The booing was not confined to the FNB Stadium but was also reported from other venues. We have some sympathy with the view that a dignified memorial service is not the right place for booing.
However, that must be weighed against the argument that what the world witnessed was democracy in action.
Mandela was, after all, a firm believer in free expression. Various media interviews suggest that those who booed, or left the stadium early, or ignored Zuma’s poorly delivered speech, were motivated by general dissatisfaction centred around Nkandla and e-tolls.
Thousands were wearing ANC shirts, so it is wrong to blame Julius Malema’s EFF or other political parties.
Less than a year after Zuma emerged triumphant from the ANC’s national conference at Mangaung, he looks like a liability. Since Mangaung we have repeatedly heard how Zuma will be the face of the party in next year’s elections. Now those polls are about four months away and he could cost the party an unknown number of votes.

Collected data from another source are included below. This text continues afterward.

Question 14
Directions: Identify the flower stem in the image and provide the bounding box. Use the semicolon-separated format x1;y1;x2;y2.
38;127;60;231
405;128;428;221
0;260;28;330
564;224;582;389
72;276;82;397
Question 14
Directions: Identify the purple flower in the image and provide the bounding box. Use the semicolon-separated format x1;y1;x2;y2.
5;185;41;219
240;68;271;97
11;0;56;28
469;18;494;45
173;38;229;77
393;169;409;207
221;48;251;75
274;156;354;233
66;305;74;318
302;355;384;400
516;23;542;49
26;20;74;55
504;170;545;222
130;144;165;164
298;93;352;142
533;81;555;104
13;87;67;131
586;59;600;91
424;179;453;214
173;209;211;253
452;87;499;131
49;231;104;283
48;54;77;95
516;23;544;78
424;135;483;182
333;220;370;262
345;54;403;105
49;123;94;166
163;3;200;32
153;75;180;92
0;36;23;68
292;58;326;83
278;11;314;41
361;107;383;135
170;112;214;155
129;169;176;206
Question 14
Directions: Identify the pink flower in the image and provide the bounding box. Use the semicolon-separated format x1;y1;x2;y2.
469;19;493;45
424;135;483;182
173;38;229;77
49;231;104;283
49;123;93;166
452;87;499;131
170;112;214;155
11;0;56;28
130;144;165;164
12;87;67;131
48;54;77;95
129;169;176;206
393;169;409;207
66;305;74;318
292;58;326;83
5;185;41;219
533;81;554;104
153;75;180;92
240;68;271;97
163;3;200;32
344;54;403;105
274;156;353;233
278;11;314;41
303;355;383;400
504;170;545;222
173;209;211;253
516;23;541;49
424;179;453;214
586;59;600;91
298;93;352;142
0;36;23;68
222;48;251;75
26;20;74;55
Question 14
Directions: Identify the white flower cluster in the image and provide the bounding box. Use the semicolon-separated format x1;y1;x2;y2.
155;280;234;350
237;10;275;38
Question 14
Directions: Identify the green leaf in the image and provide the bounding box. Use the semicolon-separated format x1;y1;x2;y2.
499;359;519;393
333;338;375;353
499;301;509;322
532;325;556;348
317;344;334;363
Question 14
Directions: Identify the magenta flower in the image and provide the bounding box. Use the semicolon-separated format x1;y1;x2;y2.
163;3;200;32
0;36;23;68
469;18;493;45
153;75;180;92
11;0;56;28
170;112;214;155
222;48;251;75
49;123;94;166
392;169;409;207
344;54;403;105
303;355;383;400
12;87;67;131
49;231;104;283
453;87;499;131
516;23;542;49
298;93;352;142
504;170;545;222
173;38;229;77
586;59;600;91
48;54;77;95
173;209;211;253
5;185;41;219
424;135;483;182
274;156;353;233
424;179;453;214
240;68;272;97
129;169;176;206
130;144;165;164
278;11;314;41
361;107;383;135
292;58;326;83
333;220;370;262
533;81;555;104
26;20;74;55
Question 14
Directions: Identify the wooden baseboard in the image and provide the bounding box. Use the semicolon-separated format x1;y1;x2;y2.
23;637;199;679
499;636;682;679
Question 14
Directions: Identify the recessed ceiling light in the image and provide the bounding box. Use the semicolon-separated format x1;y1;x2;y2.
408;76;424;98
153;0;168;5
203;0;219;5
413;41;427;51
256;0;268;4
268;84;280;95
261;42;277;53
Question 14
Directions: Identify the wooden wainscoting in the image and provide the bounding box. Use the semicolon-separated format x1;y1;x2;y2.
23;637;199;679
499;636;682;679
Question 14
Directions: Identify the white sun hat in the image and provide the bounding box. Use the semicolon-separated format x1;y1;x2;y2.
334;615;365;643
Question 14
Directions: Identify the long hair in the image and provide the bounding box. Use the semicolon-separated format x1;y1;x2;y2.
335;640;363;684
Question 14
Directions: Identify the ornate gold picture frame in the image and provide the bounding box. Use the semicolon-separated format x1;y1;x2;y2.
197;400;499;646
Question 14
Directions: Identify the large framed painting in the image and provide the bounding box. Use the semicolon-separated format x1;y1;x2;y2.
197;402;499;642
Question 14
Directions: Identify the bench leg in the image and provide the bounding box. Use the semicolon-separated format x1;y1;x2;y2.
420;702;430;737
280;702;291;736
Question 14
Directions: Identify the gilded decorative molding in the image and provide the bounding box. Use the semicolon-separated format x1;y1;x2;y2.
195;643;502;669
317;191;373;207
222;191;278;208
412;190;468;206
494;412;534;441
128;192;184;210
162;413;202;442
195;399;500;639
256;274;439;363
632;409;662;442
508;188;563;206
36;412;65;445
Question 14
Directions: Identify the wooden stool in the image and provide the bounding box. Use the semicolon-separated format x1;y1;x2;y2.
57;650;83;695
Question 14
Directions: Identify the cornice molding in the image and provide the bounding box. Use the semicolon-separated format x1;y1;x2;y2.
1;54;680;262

No one can be sure whether the disaffected will vote for other parties or simply stay away. Party bosses must recalculate whether it’s too late to put forward a different presidential candidate or whether spin doctors must simply do the best with what they have.
Spokesman Jackson Mthembu says those who booed did the country a disservice. No, those who gave us a deeply flawed Jacob Zuma have done South Africa a greater disservice.
The more they defend the indefensible, the more they distort a value system inherited from Madiba.